When providing "N" to limits or control_points, "N" is taken to be the unfactored net (nominal) axial load \(N^{*} / \phi\).

Parameters
  • theta (float, default: 0) – Angle (in radians) the neutral axis makes with the horizontal axis (\(-\pi \leq \theta \leq \pi\))

  • limits (List[Tuple[str, float]], default: [('D', 1.0), ('N', 0.0)]) – List of control points that define the start and end of the interaction diagram. List length must equal two. The default limits range from concrete decompression strain to the pure bending point.

  • control_points (List[Tuple[str, float]], default: [('fy', 1.0)]) – List of additional control points to add to the moment interaction diagram. The default control points include the balanced point (fy=1). Control points may lie outside the limits of the moment interaction diagram as long as equilibrium can be found.

  • labels (Optional[List[str]], default: None) – List of labels to apply to the limits and control_points for plotting purposes. The first two values in labels apply labels to the limits, the remaining values apply labels to the control_points. If a single value is provided, this value will be applied to both limits and all control_points. The length of labels must equal 1 or 2 + len(control_points).

  • n_points (int, default: 24) – Number of points to compute including and between the limits of the moment interaction diagram. Generates equally spaced neutral axes between the limits.

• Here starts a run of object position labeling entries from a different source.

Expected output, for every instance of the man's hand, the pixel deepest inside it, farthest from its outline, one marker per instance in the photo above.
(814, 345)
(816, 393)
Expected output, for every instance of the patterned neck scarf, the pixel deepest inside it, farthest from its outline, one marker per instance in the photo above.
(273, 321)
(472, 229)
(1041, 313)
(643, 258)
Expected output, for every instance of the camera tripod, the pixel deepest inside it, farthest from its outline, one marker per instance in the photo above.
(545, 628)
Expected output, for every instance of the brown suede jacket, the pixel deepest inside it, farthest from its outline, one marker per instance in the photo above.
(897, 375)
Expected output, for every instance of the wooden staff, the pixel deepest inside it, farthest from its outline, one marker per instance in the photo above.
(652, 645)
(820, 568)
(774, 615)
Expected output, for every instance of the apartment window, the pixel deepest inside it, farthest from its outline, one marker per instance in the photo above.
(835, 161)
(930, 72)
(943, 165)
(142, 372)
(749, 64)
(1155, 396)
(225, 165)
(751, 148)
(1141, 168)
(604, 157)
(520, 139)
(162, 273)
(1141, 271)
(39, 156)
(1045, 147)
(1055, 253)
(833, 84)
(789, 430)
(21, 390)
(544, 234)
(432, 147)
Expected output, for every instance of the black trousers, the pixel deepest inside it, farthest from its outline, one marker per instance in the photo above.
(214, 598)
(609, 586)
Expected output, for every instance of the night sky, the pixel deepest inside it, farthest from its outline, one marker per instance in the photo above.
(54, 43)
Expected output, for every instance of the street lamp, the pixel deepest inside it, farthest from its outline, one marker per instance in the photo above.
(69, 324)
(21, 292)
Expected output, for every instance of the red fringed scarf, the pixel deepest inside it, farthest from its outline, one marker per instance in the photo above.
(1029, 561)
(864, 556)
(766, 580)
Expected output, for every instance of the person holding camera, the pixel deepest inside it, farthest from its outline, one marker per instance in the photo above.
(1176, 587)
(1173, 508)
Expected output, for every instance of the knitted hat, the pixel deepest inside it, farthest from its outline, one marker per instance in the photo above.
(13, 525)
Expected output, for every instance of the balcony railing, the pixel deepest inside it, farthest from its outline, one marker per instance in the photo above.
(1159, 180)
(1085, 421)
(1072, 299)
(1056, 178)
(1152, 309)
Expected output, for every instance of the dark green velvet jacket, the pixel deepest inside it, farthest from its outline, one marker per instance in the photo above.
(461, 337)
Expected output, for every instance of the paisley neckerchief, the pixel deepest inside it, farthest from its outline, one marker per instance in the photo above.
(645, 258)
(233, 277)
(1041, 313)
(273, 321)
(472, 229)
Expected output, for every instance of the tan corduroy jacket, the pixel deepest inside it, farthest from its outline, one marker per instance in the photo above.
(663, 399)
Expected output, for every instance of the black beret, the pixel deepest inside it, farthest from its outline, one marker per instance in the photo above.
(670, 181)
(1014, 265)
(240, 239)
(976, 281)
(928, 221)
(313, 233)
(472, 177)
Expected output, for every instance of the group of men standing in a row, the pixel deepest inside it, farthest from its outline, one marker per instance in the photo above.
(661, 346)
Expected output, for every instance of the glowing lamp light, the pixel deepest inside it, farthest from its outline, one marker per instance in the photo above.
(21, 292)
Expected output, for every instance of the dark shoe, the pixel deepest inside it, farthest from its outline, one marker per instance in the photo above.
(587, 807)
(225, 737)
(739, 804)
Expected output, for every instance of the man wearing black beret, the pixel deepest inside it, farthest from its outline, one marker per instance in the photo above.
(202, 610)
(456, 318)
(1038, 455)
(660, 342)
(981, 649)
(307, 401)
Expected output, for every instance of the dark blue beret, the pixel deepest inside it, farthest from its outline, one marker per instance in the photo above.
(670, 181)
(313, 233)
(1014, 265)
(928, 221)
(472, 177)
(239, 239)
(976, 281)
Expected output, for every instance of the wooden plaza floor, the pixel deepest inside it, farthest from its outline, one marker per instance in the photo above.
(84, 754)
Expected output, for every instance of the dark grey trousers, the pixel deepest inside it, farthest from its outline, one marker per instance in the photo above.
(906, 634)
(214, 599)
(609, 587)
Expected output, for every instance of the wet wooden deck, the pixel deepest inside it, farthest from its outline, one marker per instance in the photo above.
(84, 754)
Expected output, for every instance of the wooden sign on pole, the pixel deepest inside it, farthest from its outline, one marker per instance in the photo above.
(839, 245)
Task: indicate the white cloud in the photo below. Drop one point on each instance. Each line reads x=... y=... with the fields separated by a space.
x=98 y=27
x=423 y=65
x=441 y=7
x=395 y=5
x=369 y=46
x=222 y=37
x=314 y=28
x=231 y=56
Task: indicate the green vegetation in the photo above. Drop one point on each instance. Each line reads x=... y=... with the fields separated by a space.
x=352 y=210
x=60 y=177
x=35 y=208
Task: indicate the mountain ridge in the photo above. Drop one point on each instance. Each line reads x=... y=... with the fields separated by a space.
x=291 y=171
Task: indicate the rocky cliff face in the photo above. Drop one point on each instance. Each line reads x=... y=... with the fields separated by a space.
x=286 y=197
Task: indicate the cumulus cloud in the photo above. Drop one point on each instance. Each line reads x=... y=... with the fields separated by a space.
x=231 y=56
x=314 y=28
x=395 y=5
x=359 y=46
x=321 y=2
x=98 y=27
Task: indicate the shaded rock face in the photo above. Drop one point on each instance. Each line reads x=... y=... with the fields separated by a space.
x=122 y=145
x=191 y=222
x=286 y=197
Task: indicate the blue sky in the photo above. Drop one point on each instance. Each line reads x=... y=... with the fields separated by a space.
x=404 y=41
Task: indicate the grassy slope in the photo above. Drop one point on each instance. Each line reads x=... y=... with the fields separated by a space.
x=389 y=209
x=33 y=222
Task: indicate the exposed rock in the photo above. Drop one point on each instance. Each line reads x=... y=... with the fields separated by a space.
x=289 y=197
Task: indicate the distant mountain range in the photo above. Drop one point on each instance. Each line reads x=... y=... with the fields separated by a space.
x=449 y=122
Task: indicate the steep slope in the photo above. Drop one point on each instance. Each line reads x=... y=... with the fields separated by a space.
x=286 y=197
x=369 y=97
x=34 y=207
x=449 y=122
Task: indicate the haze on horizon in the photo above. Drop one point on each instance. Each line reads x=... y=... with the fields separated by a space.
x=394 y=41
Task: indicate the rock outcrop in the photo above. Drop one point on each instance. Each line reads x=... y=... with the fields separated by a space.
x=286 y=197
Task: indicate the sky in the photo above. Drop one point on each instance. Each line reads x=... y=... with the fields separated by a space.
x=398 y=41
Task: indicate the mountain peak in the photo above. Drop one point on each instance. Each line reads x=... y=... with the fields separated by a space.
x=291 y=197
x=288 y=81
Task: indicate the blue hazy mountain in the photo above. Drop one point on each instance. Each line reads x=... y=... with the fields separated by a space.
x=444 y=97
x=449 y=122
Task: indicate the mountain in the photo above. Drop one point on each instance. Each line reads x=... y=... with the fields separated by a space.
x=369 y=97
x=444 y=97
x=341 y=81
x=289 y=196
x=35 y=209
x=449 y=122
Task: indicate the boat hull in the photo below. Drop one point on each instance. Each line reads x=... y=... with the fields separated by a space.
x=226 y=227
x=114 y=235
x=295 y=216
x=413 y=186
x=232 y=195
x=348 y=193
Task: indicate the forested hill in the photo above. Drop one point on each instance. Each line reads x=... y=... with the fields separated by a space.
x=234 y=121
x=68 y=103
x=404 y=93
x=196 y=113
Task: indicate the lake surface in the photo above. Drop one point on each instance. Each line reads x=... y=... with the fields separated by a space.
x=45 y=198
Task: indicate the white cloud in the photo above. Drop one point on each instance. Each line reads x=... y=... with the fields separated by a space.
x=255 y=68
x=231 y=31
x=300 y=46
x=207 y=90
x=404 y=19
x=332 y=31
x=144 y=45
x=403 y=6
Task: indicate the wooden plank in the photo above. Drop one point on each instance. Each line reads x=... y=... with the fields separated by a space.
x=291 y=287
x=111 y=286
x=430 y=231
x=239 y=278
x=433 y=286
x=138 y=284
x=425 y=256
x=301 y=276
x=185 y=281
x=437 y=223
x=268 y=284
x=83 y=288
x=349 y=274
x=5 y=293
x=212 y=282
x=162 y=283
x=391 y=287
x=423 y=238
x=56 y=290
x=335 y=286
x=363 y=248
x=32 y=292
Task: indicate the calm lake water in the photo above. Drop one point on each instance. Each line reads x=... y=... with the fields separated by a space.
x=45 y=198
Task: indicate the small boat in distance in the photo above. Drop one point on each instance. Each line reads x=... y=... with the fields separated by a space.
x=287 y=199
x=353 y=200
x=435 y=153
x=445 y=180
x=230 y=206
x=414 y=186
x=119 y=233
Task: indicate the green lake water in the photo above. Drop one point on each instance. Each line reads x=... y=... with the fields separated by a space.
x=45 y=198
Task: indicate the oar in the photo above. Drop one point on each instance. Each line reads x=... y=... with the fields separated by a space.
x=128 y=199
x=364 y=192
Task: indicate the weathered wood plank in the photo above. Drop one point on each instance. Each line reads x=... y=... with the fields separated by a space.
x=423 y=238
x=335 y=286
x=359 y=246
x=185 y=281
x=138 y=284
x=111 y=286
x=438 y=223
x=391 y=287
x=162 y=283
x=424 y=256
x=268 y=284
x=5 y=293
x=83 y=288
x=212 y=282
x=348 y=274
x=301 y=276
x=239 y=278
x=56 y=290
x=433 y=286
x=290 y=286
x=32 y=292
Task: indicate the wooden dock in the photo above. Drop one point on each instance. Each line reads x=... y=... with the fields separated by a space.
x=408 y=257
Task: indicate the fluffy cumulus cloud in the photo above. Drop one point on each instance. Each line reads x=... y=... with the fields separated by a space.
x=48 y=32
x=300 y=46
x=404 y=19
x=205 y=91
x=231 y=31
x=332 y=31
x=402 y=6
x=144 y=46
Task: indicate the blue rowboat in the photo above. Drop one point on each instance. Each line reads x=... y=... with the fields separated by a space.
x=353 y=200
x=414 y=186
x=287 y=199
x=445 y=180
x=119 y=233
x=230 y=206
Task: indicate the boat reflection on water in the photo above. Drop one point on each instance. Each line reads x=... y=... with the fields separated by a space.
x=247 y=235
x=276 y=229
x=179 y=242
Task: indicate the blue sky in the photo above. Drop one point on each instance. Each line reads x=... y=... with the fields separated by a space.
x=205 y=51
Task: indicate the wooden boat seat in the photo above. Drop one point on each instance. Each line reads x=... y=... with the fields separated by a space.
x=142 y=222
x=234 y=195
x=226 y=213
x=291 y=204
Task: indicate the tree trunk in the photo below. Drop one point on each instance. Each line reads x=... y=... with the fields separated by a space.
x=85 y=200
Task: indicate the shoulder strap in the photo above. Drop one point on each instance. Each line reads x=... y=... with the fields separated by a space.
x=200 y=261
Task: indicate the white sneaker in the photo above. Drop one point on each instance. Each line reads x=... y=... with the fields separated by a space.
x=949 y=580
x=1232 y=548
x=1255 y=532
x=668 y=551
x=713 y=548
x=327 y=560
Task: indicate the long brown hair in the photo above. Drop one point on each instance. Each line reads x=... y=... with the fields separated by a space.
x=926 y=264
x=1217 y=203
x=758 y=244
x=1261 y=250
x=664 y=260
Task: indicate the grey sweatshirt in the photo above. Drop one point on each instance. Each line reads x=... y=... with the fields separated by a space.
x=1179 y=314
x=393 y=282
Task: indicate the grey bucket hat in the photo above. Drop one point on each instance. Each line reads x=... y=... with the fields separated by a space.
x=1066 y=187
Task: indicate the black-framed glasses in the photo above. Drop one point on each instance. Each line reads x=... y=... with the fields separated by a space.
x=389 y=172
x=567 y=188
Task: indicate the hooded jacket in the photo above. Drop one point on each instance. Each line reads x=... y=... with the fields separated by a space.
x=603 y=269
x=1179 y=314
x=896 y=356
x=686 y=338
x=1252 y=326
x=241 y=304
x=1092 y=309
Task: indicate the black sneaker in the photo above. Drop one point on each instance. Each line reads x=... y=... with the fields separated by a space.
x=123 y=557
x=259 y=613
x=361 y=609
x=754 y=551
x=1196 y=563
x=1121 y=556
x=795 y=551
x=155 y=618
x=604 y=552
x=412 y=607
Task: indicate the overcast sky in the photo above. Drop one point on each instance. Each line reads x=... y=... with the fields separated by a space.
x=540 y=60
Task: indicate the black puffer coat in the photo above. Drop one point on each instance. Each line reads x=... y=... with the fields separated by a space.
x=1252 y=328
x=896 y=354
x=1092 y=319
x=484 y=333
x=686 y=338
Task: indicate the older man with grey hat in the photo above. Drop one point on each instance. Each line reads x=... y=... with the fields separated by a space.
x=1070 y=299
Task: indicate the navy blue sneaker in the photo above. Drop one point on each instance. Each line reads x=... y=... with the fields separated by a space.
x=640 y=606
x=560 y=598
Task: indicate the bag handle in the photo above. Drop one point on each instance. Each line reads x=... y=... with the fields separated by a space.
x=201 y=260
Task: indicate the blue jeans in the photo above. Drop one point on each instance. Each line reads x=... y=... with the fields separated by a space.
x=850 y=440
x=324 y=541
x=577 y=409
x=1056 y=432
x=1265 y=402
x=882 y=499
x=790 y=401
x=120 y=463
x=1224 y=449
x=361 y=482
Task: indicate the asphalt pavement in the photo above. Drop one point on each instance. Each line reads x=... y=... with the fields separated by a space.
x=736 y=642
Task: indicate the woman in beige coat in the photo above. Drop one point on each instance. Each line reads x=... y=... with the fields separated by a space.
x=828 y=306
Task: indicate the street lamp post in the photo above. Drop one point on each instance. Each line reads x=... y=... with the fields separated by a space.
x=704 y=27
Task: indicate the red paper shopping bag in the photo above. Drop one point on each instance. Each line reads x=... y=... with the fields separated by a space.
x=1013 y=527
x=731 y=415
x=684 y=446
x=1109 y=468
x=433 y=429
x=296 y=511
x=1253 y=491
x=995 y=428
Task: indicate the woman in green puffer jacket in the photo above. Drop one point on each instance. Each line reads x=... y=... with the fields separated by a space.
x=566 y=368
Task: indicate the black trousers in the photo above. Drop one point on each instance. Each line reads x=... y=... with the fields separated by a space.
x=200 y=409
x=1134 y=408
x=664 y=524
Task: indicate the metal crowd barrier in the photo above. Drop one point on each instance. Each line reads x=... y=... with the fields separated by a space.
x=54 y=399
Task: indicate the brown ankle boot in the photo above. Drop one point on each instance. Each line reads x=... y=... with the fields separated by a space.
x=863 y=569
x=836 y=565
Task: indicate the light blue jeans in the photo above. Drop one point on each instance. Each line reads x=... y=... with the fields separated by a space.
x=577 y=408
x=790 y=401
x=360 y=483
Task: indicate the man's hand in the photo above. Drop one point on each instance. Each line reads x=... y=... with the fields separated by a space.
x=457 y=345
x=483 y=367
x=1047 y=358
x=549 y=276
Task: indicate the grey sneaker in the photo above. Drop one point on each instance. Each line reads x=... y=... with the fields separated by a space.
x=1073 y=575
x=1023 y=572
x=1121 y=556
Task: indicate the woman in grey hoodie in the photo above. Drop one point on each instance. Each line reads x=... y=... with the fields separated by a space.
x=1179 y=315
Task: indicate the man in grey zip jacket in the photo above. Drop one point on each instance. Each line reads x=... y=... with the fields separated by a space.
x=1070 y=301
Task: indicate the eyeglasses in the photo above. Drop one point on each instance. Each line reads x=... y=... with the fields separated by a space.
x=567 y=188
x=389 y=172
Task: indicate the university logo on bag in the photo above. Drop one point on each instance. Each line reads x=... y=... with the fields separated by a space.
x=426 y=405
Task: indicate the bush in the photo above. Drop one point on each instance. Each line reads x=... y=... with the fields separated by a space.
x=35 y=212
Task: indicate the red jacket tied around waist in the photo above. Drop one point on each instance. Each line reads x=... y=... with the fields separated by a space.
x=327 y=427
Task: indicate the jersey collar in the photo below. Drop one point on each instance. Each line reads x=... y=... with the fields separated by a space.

  • n_spacing (Optional[int], default: None) – If provided, overrides n_points and generates the moment interaction diagram using n_spacing equally spaced axial loads. Note that using n_spacing negatively affects performance, as the neutral axis depth must first be located for each point on the moment interaction diagram.

  • phi_0 (float, default: 0.6) – Compression dominant capacity reduction factor, see Table 2.2.2(d)

  • progress_bar (bool, default: True) – If set to True, displays the progress bar

Returns

Tuple[MomentInteractionResults, MomentInteractionResults, List[float]] – Factored and unfactored moment interaction results objects, and list of capacity reduction factors (factored_results, unfactored_results, phis)

AS3600.biaxial_bending_diagram(n_design=0, n_points=48, phi_0=0.6, progress_bar=True)[source]

Generates a biaxial bending with capacity factors to AS 3600:2018.

Parameters
  • n_design (float, default: 0) – Design axial force, N*

  • n_points (int, default: 48) – Number of calculation points

  • phi_0 (float, default: 0.6) – Compression dominant capacity reduction factor, see Table 2.2.2(d)

  • progress_bar (bool, default: True) – If set to True, displays the progress bar

Returns

Tuple[BiaxialBendingResults, List[float]] – Factored biaxial bending results object and list of capacity reduction factors (factored_results, phis)

See also

For an application of the use of the design code object, see the example AS3600 Design Code.